Tuesday, September 8, 2009
Self-Awareness = Self Realization = Self Love = Accepting God's Love
Last night was a particularly painful experience. Met with two women from church who are so filled with Grace I cannot even begin to explain it.
Praying to the Lord and asking for direction, asking for protection, renouncing b.s...... it came out that one of the ladies had a picture of Jesus, at my feet, washing me in His love, His acceptance, His wanting of me, as I am, broken and unhealthy.
The thought of Jesus sitting at my feet, holding my hands, washing my feet and giving me all of His love is too much for me to handle. All I could hear in my brain was "Why would He do that?" Over, and over, and over again.

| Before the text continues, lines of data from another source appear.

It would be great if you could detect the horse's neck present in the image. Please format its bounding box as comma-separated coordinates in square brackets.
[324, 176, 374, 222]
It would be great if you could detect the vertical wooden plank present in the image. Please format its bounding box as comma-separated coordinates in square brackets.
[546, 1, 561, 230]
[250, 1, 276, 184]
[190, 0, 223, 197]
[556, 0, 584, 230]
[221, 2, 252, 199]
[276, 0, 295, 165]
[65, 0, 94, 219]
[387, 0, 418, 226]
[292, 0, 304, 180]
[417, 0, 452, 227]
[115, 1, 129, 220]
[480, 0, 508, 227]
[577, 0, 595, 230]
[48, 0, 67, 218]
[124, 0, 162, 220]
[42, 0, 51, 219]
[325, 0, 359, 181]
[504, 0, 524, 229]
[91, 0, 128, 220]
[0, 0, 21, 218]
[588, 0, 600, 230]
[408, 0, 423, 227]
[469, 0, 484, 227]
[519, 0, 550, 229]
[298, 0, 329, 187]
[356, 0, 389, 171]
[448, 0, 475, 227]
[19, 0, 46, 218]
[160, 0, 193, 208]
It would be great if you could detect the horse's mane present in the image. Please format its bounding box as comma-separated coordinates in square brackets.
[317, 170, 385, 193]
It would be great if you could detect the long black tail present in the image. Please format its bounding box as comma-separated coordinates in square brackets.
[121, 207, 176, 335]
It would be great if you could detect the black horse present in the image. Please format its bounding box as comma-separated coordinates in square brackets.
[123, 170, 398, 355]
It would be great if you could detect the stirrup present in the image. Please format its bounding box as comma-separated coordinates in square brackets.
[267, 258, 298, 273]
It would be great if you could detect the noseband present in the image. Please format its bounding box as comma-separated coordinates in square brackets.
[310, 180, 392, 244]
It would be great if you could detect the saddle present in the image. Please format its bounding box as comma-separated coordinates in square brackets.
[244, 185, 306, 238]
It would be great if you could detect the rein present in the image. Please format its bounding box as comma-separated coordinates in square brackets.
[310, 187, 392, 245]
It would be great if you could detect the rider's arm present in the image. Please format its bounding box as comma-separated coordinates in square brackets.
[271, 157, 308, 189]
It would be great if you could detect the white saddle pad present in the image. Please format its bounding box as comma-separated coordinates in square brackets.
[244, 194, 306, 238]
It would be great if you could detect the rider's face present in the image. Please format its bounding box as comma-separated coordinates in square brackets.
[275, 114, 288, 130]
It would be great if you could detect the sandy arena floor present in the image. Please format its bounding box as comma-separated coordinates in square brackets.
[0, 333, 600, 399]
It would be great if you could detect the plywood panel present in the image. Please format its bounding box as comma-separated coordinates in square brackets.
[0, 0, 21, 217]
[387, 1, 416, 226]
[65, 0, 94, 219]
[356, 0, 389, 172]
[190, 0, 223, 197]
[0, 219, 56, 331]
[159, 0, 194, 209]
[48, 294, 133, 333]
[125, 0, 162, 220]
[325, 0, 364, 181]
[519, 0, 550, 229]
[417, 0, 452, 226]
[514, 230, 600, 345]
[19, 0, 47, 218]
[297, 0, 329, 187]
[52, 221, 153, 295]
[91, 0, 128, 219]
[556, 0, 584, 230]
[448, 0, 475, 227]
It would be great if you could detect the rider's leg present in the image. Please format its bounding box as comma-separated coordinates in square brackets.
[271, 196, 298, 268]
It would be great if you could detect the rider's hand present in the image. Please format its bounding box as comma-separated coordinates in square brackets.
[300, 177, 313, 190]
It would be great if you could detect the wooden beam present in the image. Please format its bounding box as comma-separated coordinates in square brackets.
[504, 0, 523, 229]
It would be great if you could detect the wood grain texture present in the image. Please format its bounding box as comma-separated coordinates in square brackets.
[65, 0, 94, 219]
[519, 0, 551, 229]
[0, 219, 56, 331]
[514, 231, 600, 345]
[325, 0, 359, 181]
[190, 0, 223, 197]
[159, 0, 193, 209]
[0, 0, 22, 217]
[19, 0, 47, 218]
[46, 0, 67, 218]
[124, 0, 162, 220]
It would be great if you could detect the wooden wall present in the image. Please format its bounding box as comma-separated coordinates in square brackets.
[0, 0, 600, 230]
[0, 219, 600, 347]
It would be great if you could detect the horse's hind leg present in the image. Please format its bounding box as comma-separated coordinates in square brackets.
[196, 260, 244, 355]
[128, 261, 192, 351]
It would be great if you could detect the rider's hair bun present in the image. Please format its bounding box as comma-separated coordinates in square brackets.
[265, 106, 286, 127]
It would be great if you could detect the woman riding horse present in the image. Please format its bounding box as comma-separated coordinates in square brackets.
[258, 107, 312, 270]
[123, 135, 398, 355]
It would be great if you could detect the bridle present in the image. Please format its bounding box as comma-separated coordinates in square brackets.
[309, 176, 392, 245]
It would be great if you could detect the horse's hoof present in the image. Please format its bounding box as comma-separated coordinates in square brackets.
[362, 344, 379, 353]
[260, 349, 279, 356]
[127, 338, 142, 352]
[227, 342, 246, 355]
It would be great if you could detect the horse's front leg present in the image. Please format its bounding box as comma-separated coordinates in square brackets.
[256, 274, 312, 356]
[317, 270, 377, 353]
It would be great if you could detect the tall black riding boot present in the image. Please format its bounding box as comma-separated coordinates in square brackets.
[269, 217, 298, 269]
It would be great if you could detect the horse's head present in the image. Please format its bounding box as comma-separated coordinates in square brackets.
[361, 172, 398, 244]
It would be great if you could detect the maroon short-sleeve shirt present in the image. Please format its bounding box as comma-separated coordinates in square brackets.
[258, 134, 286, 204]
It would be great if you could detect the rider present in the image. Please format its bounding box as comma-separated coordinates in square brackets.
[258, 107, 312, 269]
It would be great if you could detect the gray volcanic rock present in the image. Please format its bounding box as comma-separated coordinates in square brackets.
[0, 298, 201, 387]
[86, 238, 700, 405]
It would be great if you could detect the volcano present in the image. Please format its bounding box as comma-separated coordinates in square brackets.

Stark terror, in all honesty. That's my position, at the feet, washing feet and giving comfort. I'm not one to easily accept someone at MY feet, offering comfort. It feels..... wrong. So wrong.
I'm the one that accepts others, I am the one that gives of myself so much that there's nothing left, in the end, except a little kernel, that slowly grows in the absence of giving, to be given away again.
I never realized how lonely I really was, in the end... that when someone actually talked to me about the things I care so much about, I fell right into the self-destructive nature of a non-relationship-relationship again. How did I do that? Really? So many others I'd been able to rebuff, strong inside, secure in the knowledge that I was doing the correct thing, that their path was not mine, nor ours, together. No second thoughts.
I realized I'm no different than father, somehow. I've always believed he had white-knight syndrome... I guess somehow I do, too?
How is it that I honestly believe that if you throw enough love at something, or someone, eventually it will all even out in the end, and they/it/whatever will work out and be healed? That if you never give up, you're not letting them down? That you should NEVER give up, no matter what?
Where is the demarcation line between faith, and idiocy? Hope, and self-destruction?